O STJ, ao editar o enunciado n. 202 de sua Súmula, abrandou a incidência da Súm. n. 267-STF, quando firmou que a impetração do mandado de segurança por terceiro prejudicado não está condicionada à prévia interposição de recurso. Porém, este Superior Tribunal também já assentou o entendimento de que, nesses casos, cumpre ao terceiro impetrante demonstrar o motivo por que não se utilizou do recurso originariamente cabível. Ademais, no caso, há a peculiaridade de que, na condição de patronos das partes da demanda originária, os impetrantes tomaram ciência inequívoca do ato judicial (acórdão recorrido), tanto que até subscreveram a petição de Recurso Especial contra aquela decisão. Assim, com esses fundamentos, a Turma, por maioria, negou provimento ao agravo regimental. O voto vencido do Min. Nilson Naves não discordava da questão de mérito, mas apenas entendia que, pela relevância, dever-se-ia dar provimento ao agravo para que a questão fosse discutida no julgamento do recurso de mandado de segurança.
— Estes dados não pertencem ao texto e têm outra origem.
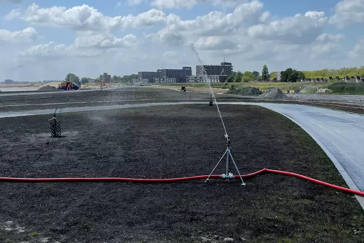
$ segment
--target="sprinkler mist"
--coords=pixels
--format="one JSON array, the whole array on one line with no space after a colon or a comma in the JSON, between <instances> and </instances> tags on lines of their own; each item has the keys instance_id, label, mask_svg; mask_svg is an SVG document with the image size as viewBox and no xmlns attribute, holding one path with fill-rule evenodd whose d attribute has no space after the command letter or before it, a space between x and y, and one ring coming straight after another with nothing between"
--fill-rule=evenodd
<instances>
[{"instance_id":1,"label":"sprinkler mist","mask_svg":"<svg viewBox=\"0 0 364 243\"><path fill-rule=\"evenodd\" d=\"M234 160L234 158L232 157L232 152L231 152L231 147L230 146L230 137L228 135L228 133L226 131L226 128L225 128L225 123L224 123L224 120L222 119L222 116L221 116L221 113L220 112L220 108L219 108L218 104L217 104L217 101L216 100L216 97L215 96L215 94L214 93L214 91L212 89L212 87L211 86L211 79L209 79L209 77L207 75L207 73L206 72L206 70L205 70L204 67L203 66L203 63L202 63L202 61L201 60L201 59L199 57L199 52L196 50L196 49L195 48L195 46L193 45L193 43L191 43L190 45L190 48L192 50L192 52L194 52L196 56L196 57L197 58L197 60L199 62L199 64L200 65L200 67L202 67L202 71L203 73L203 76L205 77L205 80L206 83L208 85L209 87L210 88L210 103L209 103L209 105L210 106L213 106L214 104L215 103L216 104L216 107L217 109L217 112L219 113L219 116L220 116L220 119L221 120L221 122L222 123L222 126L224 127L224 131L225 131L225 134L224 136L227 139L227 143L226 144L226 150L225 151L225 153L224 155L221 156L221 158L220 159L220 160L217 163L217 164L216 165L216 166L215 166L215 168L214 168L214 170L213 170L213 171L211 172L211 173L210 173L210 175L209 175L209 177L207 177L207 179L206 181L205 181L205 183L206 183L206 182L210 179L210 177L211 176L211 175L214 173L214 172L215 171L216 168L217 167L217 166L218 166L219 164L220 164L220 162L221 162L221 160L222 160L222 158L224 157L224 156L226 155L226 174L223 174L221 175L221 178L226 178L226 179L233 179L234 178L234 175L232 174L232 166L231 163L231 161L232 162L232 163L234 165L234 166L235 166L235 168L236 169L236 171L238 173L238 174L239 174L239 177L240 178L240 179L241 180L241 184L243 186L245 186L245 183L244 183L244 181L243 180L243 177L241 176L241 175L240 174L240 173L239 171L239 169L238 169L238 167L236 166L236 164L235 162L235 160Z\"/></svg>"},{"instance_id":2,"label":"sprinkler mist","mask_svg":"<svg viewBox=\"0 0 364 243\"><path fill-rule=\"evenodd\" d=\"M222 160L224 156L225 156L225 155L226 155L226 174L222 174L222 175L221 175L221 177L225 179L234 178L234 175L232 172L232 165L230 162L231 159L231 161L232 161L232 163L234 165L234 166L235 166L235 168L236 169L236 171L238 173L239 177L240 178L240 180L241 180L241 184L243 186L245 186L246 184L244 183L244 181L243 180L243 177L242 177L241 174L240 174L240 172L239 171L238 167L236 166L236 164L235 163L234 158L232 157L232 155L231 147L230 146L230 137L227 136L226 139L228 140L228 142L226 144L226 150L224 153L224 155L221 156L221 158L220 159L219 162L217 162L217 164L216 165L215 168L214 168L213 171L212 171L211 173L210 173L209 175L209 177L207 177L207 179L206 179L206 180L205 181L205 183L206 183L206 182L209 180L209 179L210 179L211 175L213 174L213 173L214 173L214 172L215 171L215 170L216 168L217 168L217 166L218 166L219 164L220 164L220 162L221 162L221 160Z\"/></svg>"},{"instance_id":3,"label":"sprinkler mist","mask_svg":"<svg viewBox=\"0 0 364 243\"><path fill-rule=\"evenodd\" d=\"M183 37L179 35L176 35L174 33L165 33L165 36L169 39L170 40L173 40L174 41L176 42L179 42L180 44L182 45L184 45L185 44L184 40L183 39ZM206 73L206 70L205 70L204 67L203 66L203 63L202 63L202 60L201 60L201 58L200 58L199 55L199 52L197 51L197 50L195 48L195 46L194 45L193 43L191 43L189 45L189 47L191 49L191 50L192 51L192 52L195 53L195 55L196 56L196 58L197 58L198 62L199 63L199 65L202 68L202 73L203 75L204 76L204 82L206 83L206 84L208 85L209 87L210 88L210 103L209 103L209 105L210 106L214 106L214 104L215 104L216 105L216 108L217 109L217 112L218 112L219 116L220 116L220 119L221 120L221 122L222 123L222 126L224 127L224 131L225 132L225 134L224 136L227 139L227 143L226 144L226 150L225 151L225 153L224 154L224 155L222 156L221 157L221 158L220 159L220 160L217 163L217 164L216 165L216 166L215 166L215 168L214 168L214 170L211 172L211 173L210 174L210 175L209 175L208 177L207 178L207 179L205 181L205 183L206 183L209 179L210 179L210 177L211 176L211 175L213 174L214 172L215 171L216 168L217 167L217 166L219 165L220 162L222 160L222 158L224 157L225 155L226 155L226 174L223 174L221 175L221 177L223 178L227 178L227 179L233 179L234 178L234 175L233 175L232 173L232 166L231 164L231 161L232 162L232 163L233 164L234 166L235 166L235 168L236 169L236 171L238 173L238 174L239 174L239 177L240 178L240 179L241 180L242 185L245 186L245 183L244 183L244 181L243 180L243 177L242 177L241 175L240 174L240 173L239 172L239 170L238 169L238 167L236 166L236 164L235 163L235 161L234 160L234 158L232 157L232 155L231 153L231 147L230 146L230 137L228 135L228 133L226 131L226 128L225 128L225 125L224 123L224 120L222 119L222 116L221 116L221 113L220 112L220 108L219 108L218 104L217 104L217 101L216 100L216 97L215 96L215 94L214 93L214 90L212 89L212 87L211 86L211 80L209 78L209 76L207 75L207 73Z\"/></svg>"}]
</instances>

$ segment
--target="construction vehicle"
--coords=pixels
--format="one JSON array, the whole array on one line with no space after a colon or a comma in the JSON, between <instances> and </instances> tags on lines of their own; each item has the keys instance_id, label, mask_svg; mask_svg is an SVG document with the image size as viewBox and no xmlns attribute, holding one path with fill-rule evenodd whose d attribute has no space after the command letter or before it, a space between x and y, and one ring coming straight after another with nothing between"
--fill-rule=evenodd
<instances>
[{"instance_id":1,"label":"construction vehicle","mask_svg":"<svg viewBox=\"0 0 364 243\"><path fill-rule=\"evenodd\" d=\"M72 90L77 90L81 87L80 86L76 85L74 82L63 82L61 83L60 86L58 86L58 89L66 90L68 85L69 86L69 88Z\"/></svg>"}]
</instances>

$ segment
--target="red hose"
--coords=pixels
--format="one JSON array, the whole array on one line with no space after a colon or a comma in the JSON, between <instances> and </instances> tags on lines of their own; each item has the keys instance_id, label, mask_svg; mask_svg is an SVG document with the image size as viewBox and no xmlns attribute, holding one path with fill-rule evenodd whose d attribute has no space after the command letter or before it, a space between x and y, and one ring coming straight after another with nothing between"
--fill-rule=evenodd
<instances>
[{"instance_id":1,"label":"red hose","mask_svg":"<svg viewBox=\"0 0 364 243\"><path fill-rule=\"evenodd\" d=\"M291 172L286 172L285 171L276 171L274 170L269 170L269 169L263 169L260 171L251 173L250 174L242 175L243 178L248 178L264 173L272 173L274 174L280 174L285 175L290 175L295 176L301 179L303 179L312 182L318 183L320 185L330 187L337 190L342 191L352 194L355 194L359 196L364 197L364 192L352 190L348 188L339 187L335 185L332 185L322 181L316 180L304 175L302 175L296 173ZM173 178L170 179L134 179L131 178L117 178L117 177L101 177L101 178L12 178L12 177L0 177L0 181L4 181L7 182L138 182L138 183L171 183L177 182L179 181L187 181L196 180L204 180L207 179L208 175L200 175L198 176L192 176L189 177L182 178ZM221 178L220 175L213 175L210 178L218 179ZM238 175L234 175L235 179L240 179Z\"/></svg>"}]
</instances>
Precedentes citados: RMS 4.069-ES, DJ 21/11/1994; RMS 27.368-PE, DJe 27/5/2009; RMS 23.559-CE, DJe 25/3/2009; RMS 22.364-SC, DJe 15/12/2008; RMS 26.475-AC, DJe 3/11/2008; RMS 26.973-SC, DJe 28/10/2008; RMS 27.594-BA, DJe 4/5/2009, e AgRg no RMS 26.464-SP, DJe 16/10/2008. AgRg no RMS 23.752-RN, Rel. Min. Og Fernandes, julgado em 25/8/2009.
Súmula 202 STJ – A impetração de segurança por terceiro, contra ato judicial, não se condiciona à interposição de recurso.
Súmula 267 STF – Não cabe mandado de segurança contra ato judicial passível de recurso ou correição.